Opened 4 years ago

Closed 4 months ago

#5388 enhancement closed fixed (fixed)

IRI implementation

Reported by: itamar Owned by: glyph
Priority: normal Milestone:
Component: core Keywords:
Cc: Branch: branches/iri-5388-4
(github, patch, buildbot, log)
Author: itamarst, glyph Launchpad Bug:

Description

Our current URLPath code doesn't support quoting correctly, nor does it support Unicode. We should add a new RFC 3987-compliant implementation, based on the code in lp:~divmod-dev/divmod.org/URL-IRI-2409.

Change History (29)

comment:1 Changed 4 years ago by itamarst

  • Author set to itamarst
  • Branch set to branches/iri-5388

(In [33134]) Branching to 'iri-5388'

comment:2 Changed 4 years ago by itamar

Remaining todos, at a minimum:

  1. Full test coverage
  2. Code style and docstrings.
  3. Make sure we're doing the right thing for domain names (is this really what Firefox would send e.g. in Referrer or Host header? Apache in redirects?)

comment:3 Changed 4 years ago by itamar

Apparently for domain names we should be doing IDNA, not the current iridecode. Query strings may be in random encodings maybe sometimes? Needs investigation.

comment:4 Changed 4 years ago by itamar

Based on some research, I think when parsing and unparsing need to support an encoding for path and an encoding for queries. By default they should be UTF-8, but they might be something else, and they might be different than each other.

We should also support the ability to ask for non-decoded passthrough, where the path and/or query are basically not decoded (e.g. "/foo%BB/bar" becomes [u"", u"foo%BB", u"bar"]). For an HTTP proxy, for example, it might be impossible for figure out what encoding was used; if URL is going to be used for twisted.web's dispatching mechanism, we must support some way just passing random crappy data through.

I assume non-decoding mode will still have values that splittable on & in query, and / in paths, and the issue is just that unicode encoding of %XX is unknown. Even if not, and sometimes just random crap is shoved in there, we'll still get *something* which can be reassembled into original URL, just not split up sufficiently, so I think that's a reasonable assumption for passthrough mode.

References: http://kb.mozillazine.org/Network.standard-url.encode-utf8 says that IE and Opera do paths in UTF-8, but queries in source page encoding. Firefox used to not have network.standard-url.encode-utf8 true by default, AFAICT, but in my browser it is the default.
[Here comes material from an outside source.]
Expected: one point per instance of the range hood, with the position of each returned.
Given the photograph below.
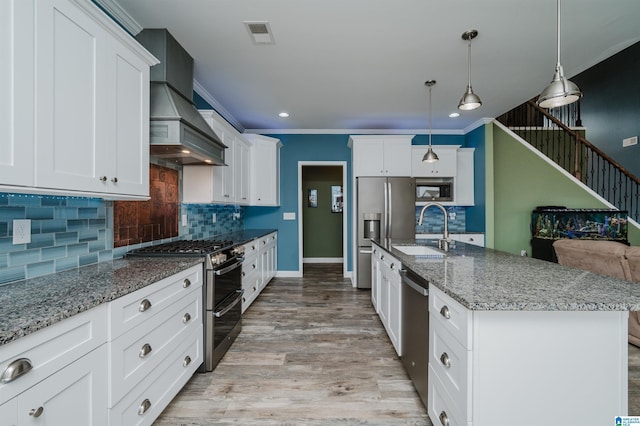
(177, 130)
And a whole lots of Firefox bugs suggest that any global default breaks someone's site.

comment:5 Changed 4 years ago by exarkun

(e.g. "/foo%BB/bar" becomes [u"", u"foo%BB", u"bar"])
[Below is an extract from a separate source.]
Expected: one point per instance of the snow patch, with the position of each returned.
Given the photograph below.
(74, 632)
This is ambiguous, I think, and so doesn't work for the passthrough. "/foo%25BB/bar" would also become [u"", u"foo%BB", u"bar"], right?
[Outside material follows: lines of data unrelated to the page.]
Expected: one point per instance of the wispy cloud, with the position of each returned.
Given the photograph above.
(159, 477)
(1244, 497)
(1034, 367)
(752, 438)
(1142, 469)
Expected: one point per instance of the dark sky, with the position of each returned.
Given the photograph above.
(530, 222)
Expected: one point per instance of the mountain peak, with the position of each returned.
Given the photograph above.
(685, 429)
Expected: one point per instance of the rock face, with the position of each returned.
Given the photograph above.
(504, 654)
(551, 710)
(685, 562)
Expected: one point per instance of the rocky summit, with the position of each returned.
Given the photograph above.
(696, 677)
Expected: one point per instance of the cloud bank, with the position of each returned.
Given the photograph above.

Preserving the full structure of the input might mean parsing such paths into [u"", "foo%BB", u"bar"] (note the non-unicode middle element) or something equivalent (I might prefer [Segment(decoded=u""), Segment(undecoded="foo%BB"), Segment(decoded=u"bar")] to mixing str and unicode).

An entirely different approach could be to just make the original bytes available somewhere.

comment:6 Changed 4 years ago by itamar

  • Owner set to itamar

comment:7 Changed 4 years ago by itamar

This page looks like it summarizes exactly what we need to know: https://code.google.com/p/browsersec/wiki/Part1#Unicode_in_URLs

comment:8 Changed 4 years ago by itamar

The plan: path and query to be preserved as bytes, decoded on demand with default encoding UTF-8 which can be overridden. Query mutation will be dropped, and a new ticket opened for something like clone-with-mutation.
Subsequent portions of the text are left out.